Creating a World Without Poverty: Social Business and the Future of Capitalism

Hervé Mesure (Rouen School of Management, Rouen, FranceE‐mail: Herve.Mesure@groupe‐esc‐rouen.fr)

Society and Business Review

ISSN: 1746-5680

Article publication date: 20 June 2008

515

Citation

Mesure, H. (2008), "Creating a World Without Poverty: Social Business and the Future of Capitalism", Society and Business Review, Vol. 3 No. 2, pp. 176-177. https://doi.org/10.1108/17465680810880125

Publisher

:

Emerald Group Publishing Limited

Copyright © 2008, Emerald Group Publishing Limited


Muhammad Yunus, a native of Bangladesh, is the winner of the 2006 Nobel Peace Prize. Yunus was educated at Dhaka University. In 1972, he became Head of the Economics Department at Chittagong University. He is the Founder and Managing Director of Grameen Bank, a pioneer of micro credit; an economic movement that has helped lift millions of families around the world out of poverty.

In this first book published after his Nobel Prize, Yunus presents his vision for an innovative business model that would combine the power of free markets with a quest for more humane, egalitarian world that could help alleviate world poverty, inequality and other social problems.
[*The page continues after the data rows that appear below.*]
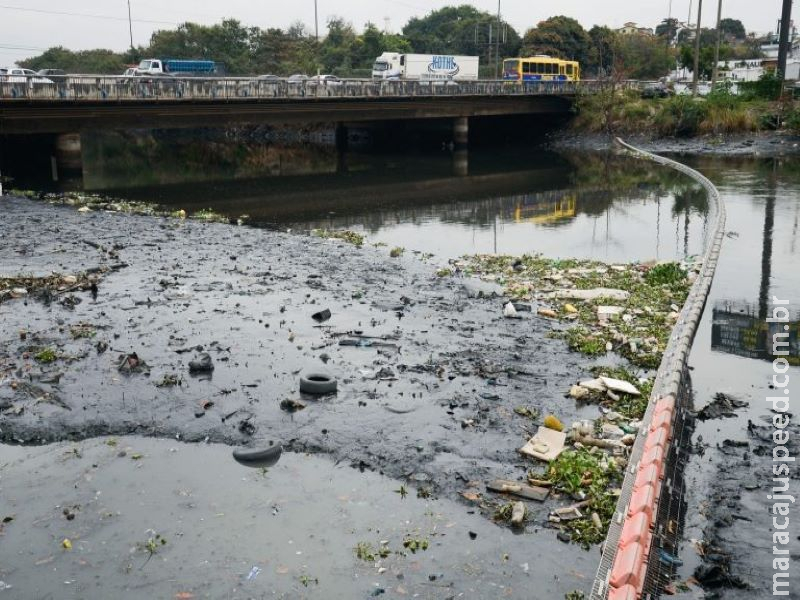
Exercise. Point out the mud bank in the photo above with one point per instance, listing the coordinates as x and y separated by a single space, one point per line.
429 376
134 517
761 145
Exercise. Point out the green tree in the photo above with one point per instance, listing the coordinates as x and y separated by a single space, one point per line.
732 29
84 61
561 36
603 51
645 57
667 29
462 30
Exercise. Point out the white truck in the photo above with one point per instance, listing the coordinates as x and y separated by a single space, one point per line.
425 67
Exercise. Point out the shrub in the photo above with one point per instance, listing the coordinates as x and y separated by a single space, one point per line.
681 116
767 87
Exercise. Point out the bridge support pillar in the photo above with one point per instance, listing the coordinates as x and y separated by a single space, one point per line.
341 148
461 132
68 155
461 163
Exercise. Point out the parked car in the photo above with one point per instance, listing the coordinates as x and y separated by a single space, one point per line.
19 75
656 90
51 72
329 80
703 89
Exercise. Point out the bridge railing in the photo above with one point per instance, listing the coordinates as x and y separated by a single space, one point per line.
111 88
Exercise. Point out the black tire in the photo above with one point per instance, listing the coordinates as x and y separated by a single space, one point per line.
258 458
317 383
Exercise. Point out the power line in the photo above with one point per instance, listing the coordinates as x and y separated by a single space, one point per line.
83 15
11 47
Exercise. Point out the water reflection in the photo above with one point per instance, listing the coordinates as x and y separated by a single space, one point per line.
513 201
740 329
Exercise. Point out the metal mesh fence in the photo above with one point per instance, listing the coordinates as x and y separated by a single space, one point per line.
673 380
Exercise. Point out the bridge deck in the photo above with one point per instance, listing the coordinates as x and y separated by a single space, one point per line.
78 104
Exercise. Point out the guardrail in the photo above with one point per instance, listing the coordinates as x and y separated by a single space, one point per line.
638 553
97 87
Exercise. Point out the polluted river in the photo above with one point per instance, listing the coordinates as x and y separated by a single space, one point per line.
148 331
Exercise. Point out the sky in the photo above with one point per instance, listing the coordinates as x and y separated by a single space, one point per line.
31 26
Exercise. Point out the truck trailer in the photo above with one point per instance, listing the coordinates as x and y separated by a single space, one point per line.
179 67
425 67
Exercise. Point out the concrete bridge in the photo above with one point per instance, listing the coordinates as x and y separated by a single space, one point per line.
78 104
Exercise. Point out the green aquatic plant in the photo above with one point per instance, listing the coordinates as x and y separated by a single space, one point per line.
45 355
351 237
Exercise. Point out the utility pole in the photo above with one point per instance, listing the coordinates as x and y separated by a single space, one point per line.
130 23
783 40
695 71
715 69
316 22
497 46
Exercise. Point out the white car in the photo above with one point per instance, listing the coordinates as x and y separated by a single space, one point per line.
18 75
329 80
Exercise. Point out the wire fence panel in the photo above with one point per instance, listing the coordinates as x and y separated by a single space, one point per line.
672 386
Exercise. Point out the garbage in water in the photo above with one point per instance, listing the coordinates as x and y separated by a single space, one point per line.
723 405
546 445
321 316
202 364
258 458
509 312
516 488
253 573
552 422
317 383
131 363
290 405
518 513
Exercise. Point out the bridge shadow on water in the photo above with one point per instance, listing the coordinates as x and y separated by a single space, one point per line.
401 183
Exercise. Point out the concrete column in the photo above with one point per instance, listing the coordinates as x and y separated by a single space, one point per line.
341 148
461 132
68 152
461 163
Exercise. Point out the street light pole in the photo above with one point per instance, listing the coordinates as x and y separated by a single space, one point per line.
497 45
715 69
130 23
695 73
316 22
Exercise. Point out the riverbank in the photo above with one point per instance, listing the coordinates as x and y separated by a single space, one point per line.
769 144
437 388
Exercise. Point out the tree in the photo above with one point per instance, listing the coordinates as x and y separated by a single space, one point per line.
562 37
732 29
667 29
461 30
603 51
84 61
645 57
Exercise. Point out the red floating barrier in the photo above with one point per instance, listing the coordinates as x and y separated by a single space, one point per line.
636 530
654 455
626 592
648 475
657 437
627 566
662 420
643 500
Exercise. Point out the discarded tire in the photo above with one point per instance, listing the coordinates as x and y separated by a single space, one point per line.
317 383
258 458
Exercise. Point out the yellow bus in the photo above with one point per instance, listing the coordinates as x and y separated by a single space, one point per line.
535 69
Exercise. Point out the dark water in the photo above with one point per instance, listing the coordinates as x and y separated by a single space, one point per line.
515 201
732 354
578 205
592 206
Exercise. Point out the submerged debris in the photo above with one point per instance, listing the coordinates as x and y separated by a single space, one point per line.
628 309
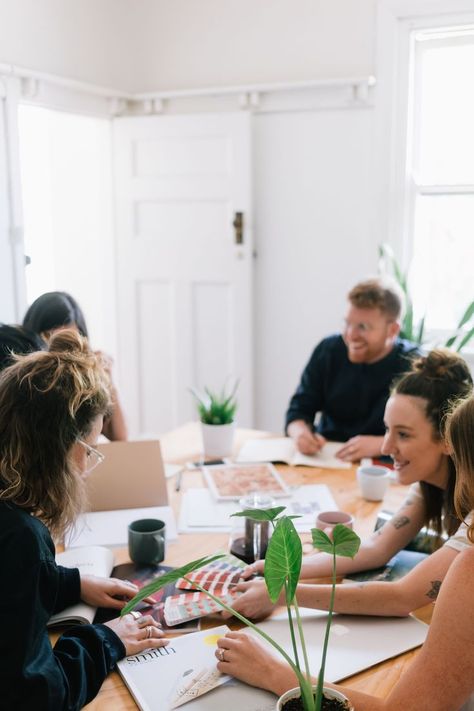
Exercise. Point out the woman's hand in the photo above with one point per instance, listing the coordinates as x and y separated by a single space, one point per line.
256 568
244 657
254 603
138 633
103 592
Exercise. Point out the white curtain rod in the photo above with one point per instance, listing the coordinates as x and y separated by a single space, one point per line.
107 92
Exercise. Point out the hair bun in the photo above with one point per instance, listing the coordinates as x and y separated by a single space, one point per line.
67 340
441 363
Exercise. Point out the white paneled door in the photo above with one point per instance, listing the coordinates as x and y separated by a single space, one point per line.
184 263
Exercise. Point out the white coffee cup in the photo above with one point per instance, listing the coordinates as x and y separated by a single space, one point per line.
373 481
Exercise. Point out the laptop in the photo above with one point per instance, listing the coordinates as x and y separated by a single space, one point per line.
131 476
356 642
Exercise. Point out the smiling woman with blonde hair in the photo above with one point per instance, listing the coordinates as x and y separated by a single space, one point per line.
52 405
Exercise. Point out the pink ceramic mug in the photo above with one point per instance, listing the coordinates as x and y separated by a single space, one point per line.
326 520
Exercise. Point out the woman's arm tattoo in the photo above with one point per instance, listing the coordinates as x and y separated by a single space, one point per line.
434 590
400 521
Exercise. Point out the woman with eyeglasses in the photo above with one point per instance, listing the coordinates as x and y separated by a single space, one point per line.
441 677
56 310
52 405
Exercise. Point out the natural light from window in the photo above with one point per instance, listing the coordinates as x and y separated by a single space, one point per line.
441 175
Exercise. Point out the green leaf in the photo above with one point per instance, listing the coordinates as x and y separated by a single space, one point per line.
261 514
468 314
283 560
465 340
171 577
344 541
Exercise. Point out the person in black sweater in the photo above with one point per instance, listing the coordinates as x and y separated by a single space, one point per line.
52 405
348 376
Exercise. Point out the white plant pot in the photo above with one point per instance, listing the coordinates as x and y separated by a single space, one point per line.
295 694
217 440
In the last two decades, free markets have swept the globe, bringing with them enormous potential for positive change. But traditional capitalism cannot solve problems like inequality and poverty. The authors suggest the reason is in the basic flaw in the assumption of Adam Smith, that man is a one dimensional being, his only motive in the world is to maximize the profit. If profit maximization is the only yardstick of the success of a business, why should the corporations care about other factors like social responsibility, sustainability or social justice? Therefore, the dominant capitalism is hampered by a narrow view of human nature in which people are one‐dimensional beings concerned only with profit. In fact, human beings have many other drives and passions, including the spiritual, the social, and the altruistic. Yunus moves also the debate by arguing that the philanthropic approach in not enough. Simply donating will not change in depth the functioning of capitalism.

Therefore, Yunus and Weber propose another model of business, which they call “Social Business”. According to this business model, the goal is not profit maximization, but a specific social benefit, for example, providing nutrition among the population. The social business is not a charity, because, it returns the original investment back to the investor. But, it reinvests the profits back to the business to maximize its social goal. In this book, Yunus (2003) also explains again the concept of micro‐finance, a small amount of money, usually less than hundred dollars lent to the poor people, who can then use this money for running a small business. This generates income and helps them rise above the poverty level. According to Dr Yunus, the poor people always pay back the money. The authors explain also difference between micro credit and social business. Social business in not a way of financing it is a specific approach of doing business that is to say applying the entrepreneurship (as a social innovation under the double constraints of risk and scarcely as a way of doing things) to today's most serious problems: feeding the poor, housing the homeless, healing the sick, and protecting the planet. To illustrate their means, Yunus and Weber profile 25 businesses that follow more or less innovative and complete social business approach. Those businesses are a form of a non traditional capitalism. Those stories reveal what could be the next phase in a hopeful economic and social revolution that is emerging throughout the world. Notice once again, that Yunus is not an ivory tower economist, but a very down‐to‐earth pragmatist, who has founded a score of social businesses in his own country Bangladesh and other underdeveloped parts of the world. As a result of his work, millions of people have come out of poverty. The epilogue calls again that “poverty is a threat to peace “that was the theme of Yunus' Nobel Discourse.

The book is very readable. It is full of hope. The book could engage the reader and definitely enrich her/his world's view.

References

Yunus, M. (2003), Banker to the Poor. Micro Lending and the Battle against World Poverty, Public Affairs, Cambridge, MA, p. 288.